The hunger leaves me unable to rest in the shade of what His LIFE offers me.
No, no, no… I must know! Unwilling to trust Him with the knowing that I crave – knowing the outcome, knowing the facts, knowing… knowing… knowing.
You see, His Bride still claims to know a lot of stuff. She knows what’s right and she knows what’s wrong. And, when it comes to this world, there’s not much right in her opinion.
So she perches herself up in the wrong tree, shouting out to humanity all that is good and all that is evil.
And when the world refuses to listen, she shouts even louder – demanding they stop and listen.
Meanwhile, the serpent rejoices. For once again he has pulled Eve away from the best gift – the gift that gives life… once again, he has lured her into his trap. She remains distracted – convinced she must attain knowledge in order to gain peace.

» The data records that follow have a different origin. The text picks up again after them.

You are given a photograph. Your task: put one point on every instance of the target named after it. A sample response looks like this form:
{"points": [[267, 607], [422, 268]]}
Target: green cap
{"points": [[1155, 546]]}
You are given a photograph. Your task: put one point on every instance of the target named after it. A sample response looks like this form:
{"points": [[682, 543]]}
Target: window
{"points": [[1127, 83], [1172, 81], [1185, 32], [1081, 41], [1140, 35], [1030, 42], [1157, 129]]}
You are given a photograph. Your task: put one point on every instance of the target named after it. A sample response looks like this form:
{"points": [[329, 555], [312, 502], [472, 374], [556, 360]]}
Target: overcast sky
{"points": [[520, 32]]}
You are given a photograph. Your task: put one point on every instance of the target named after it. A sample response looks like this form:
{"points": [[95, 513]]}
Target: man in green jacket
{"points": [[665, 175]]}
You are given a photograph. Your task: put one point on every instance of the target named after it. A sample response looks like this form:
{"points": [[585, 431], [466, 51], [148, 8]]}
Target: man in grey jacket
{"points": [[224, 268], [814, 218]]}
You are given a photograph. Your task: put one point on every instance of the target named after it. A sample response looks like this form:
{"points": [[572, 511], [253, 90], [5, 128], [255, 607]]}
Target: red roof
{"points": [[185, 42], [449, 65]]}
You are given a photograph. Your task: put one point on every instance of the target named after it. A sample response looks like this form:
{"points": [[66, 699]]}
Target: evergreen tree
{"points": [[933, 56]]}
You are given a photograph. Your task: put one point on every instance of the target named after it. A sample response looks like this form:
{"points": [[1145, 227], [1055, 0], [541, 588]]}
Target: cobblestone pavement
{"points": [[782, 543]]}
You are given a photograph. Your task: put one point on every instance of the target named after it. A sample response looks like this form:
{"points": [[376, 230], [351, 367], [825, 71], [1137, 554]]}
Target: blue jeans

Ahh.. but there is no peace to be found. Not under the Tree of Knowledge anyway.
You see, we will never find peace in the knowing… for there will always be something more to cross our path – something more to analyze, discuss, condemn… something more to shout out to the world about.
Tell me this – has our shouting over red cups, gender labels and politics made a difference?
It hasn’t – not for the good anyway. Satan celebrates the ugliness of the Bride’s actions while Jesus calls to us from the place of Life.
Does this mean bury our head in the sand? Ask Him – He’ll tell you.
Maybe it means turning off the news (man’s perspective) and burying ourselves in His perspective.
Maybe it means ignoring the negativity of social media and being transformed by the hope found in His Word. (You have the right to unfollow the negativity – if it gets to you, don’t leave that door open to your mind. Take control of what you allow your thoughts to feed on.)
Maybe it means denying ourselves of the appetites we find comfort in and developing an appetite for His Presence. As long as you fill up on junk, you’ll never develop a hunger for that which is best.
And maybe it means dying to self and living in Him... because life – it can only come from Him.
Every seed that is planted from here to the farthest place from where you now stand – they all require the same touch from the Father’s hand in order to live. Every seed – from humanity to vegetation – it all requires Him.
And it is love that brings life – and when we eat of it (which He invites us to do), His love dwells in us – and His love in us changes how we respond to the distractions coming from the Tree of Knowledge.
Eve’s knowledge of good and evil never produced the results she’d hoped for… nor has ours. And, I admit, the idea of leaving the comfortable shade of knowing to discover what real living looks like is confusing.
Yet the deeper I find myself in the security of His life, I find that the offenses of this world have less and less ability to get to me. Oh, they still do – but I’m learning that the more fruit I eat of the Tree of Life, the less I am tempted to run back to eat from the other.
Leaving the knowing, conflicts with so much of what the body of Christ has known and done.
But it is a gift – and it’s a gift I don’t want to miss out on.